Question

If \( x \) is an even integer and \( y = 3x + 5 \), which of the following must be odd?

• A. \( x \)
• B. \( y \)
• C. \( 2x + y \)
• D. \( x + y \)
• E. \( 2y \)

Hint:

If \( x \) is even, any linear combination involving \( x \) and an odd number (like \( y = 3x + 5 \)) will result in an odd number.

Answer 1

The Correct Option is B

Step 1: Since \( x \) is an even integer, we can express it as \( x = 2k \), where \( k \) is an integer. Step 2: Now substitute \( x = 2k \) into the equation \( y = 3x + 5 \): \[ y = 3(2k) + 5 = 6k + 5. \] Since \( 6k \) is even (because it is a multiple of 2) and 5 is odd, the sum \( 6k + 5 \) must be odd.
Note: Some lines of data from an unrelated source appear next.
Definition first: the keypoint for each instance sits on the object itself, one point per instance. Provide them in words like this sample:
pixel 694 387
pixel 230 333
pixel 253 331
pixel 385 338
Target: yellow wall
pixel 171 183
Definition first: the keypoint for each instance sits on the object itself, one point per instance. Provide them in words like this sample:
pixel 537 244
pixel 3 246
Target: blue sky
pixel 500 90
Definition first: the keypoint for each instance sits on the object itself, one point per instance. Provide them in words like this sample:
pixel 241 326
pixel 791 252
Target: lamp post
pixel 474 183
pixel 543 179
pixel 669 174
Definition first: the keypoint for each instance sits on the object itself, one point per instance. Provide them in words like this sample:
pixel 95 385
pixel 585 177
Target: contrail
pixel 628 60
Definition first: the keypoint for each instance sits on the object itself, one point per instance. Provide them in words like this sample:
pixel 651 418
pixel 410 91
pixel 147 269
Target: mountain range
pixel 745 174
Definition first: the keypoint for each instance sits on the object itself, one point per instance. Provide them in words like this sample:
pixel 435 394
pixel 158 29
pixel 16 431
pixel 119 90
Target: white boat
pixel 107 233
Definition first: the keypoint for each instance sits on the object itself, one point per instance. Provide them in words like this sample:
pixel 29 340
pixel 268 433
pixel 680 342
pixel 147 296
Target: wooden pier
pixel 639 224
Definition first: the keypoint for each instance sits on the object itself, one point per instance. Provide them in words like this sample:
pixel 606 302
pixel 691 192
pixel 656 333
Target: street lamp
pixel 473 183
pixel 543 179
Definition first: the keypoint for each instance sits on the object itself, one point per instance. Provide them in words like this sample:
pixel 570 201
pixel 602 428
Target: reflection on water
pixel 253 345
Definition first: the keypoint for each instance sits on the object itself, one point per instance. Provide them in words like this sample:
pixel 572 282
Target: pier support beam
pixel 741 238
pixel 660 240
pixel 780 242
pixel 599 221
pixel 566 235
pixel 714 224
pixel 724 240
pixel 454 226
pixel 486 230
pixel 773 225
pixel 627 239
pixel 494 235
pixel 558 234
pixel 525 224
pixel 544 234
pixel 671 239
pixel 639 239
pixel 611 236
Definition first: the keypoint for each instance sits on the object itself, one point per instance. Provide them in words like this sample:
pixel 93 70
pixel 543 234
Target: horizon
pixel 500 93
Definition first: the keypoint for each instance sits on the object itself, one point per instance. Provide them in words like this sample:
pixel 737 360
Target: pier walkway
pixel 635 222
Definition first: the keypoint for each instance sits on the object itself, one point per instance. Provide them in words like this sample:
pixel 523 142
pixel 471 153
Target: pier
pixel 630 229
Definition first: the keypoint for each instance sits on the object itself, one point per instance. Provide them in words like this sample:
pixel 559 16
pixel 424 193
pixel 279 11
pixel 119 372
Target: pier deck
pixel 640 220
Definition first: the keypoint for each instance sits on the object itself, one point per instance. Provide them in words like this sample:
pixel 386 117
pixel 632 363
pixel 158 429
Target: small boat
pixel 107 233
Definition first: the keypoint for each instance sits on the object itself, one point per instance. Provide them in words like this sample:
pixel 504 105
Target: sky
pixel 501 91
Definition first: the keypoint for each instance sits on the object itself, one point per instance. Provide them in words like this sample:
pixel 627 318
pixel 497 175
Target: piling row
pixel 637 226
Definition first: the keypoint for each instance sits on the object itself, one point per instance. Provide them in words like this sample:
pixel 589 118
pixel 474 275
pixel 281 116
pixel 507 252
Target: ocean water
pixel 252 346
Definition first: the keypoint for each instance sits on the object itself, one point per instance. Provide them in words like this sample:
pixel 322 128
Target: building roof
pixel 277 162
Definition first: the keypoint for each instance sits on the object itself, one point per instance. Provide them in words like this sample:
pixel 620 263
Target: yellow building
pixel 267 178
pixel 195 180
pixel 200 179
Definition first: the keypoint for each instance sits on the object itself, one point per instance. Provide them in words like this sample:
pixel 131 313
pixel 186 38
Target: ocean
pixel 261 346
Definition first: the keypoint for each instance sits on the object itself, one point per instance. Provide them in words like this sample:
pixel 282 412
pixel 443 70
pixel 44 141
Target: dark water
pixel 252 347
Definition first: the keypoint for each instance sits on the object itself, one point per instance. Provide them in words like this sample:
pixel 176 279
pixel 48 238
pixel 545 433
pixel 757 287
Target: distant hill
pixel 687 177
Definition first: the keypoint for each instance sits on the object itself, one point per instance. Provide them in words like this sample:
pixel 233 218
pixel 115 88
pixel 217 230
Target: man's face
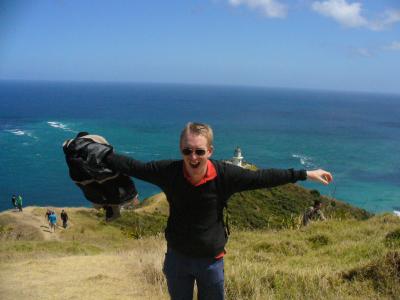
pixel 195 163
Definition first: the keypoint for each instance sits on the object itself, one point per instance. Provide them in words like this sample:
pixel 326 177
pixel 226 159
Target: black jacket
pixel 195 225
pixel 99 184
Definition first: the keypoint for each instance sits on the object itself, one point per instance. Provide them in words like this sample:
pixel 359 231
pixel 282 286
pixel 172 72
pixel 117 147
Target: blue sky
pixel 325 44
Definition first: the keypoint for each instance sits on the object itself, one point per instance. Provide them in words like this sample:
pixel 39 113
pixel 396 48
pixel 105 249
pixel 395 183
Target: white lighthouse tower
pixel 237 159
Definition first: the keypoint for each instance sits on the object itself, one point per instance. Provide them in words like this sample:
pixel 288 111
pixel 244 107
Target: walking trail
pixel 31 218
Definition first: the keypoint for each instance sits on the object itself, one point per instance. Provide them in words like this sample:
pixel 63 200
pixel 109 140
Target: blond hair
pixel 198 129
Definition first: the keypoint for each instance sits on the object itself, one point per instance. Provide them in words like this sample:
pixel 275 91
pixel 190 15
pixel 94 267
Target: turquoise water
pixel 354 135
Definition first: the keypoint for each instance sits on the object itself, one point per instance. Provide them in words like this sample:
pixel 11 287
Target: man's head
pixel 196 147
pixel 198 129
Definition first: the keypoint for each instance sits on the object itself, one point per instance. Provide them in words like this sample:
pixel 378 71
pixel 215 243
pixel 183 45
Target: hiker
pixel 197 189
pixel 53 221
pixel 19 202
pixel 313 213
pixel 64 218
pixel 14 201
pixel 47 216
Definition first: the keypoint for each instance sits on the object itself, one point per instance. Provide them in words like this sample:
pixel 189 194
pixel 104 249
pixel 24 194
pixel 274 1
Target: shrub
pixel 392 239
pixel 319 240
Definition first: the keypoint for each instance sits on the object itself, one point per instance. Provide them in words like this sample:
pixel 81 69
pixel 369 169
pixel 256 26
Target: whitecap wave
pixel 16 131
pixel 306 161
pixel 20 132
pixel 128 152
pixel 56 124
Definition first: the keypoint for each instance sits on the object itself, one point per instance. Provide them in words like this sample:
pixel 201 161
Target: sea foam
pixel 56 124
pixel 20 132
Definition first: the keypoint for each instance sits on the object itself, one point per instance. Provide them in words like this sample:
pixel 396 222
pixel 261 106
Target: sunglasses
pixel 199 152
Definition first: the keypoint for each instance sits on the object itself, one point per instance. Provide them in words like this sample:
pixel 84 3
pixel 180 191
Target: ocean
pixel 353 135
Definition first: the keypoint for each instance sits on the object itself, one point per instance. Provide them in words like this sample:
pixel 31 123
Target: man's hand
pixel 320 176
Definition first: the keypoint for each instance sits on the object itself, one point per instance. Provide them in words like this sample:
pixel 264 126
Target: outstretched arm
pixel 320 175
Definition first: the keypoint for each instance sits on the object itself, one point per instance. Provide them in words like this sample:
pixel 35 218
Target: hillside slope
pixel 336 259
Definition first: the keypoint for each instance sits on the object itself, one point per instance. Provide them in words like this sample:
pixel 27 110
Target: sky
pixel 327 44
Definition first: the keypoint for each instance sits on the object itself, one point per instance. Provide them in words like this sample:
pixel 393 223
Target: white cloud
pixel 394 46
pixel 269 8
pixel 363 52
pixel 350 14
pixel 388 18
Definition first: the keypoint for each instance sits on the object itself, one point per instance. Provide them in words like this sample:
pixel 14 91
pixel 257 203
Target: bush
pixel 392 239
pixel 319 240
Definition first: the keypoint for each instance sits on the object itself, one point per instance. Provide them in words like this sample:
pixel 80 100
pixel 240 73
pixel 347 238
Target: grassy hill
pixel 353 255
Therefore, \( y \) is always odd. Step 3: Let’s check the other options: - \( x \) is even by assumption. - \( 2x + y = 2(2k) + (6k + 5) = 4k + 6k + 5 = 10k + 5 \). Since \( 10k \) is even and 5 is odd, \( 2x + y \) is odd. - \( x + y = 2k + (6k + 5) = 8k + 5 \). Since \( 8k \) is even and 5 is odd, \( x + y \) is odd. - \( 2y = 2(6k + 5) = 12k + 10 \). Since \( 12k \) is even and 10 is even, \( 2y \) is even. Thus, \( y \) must be odd.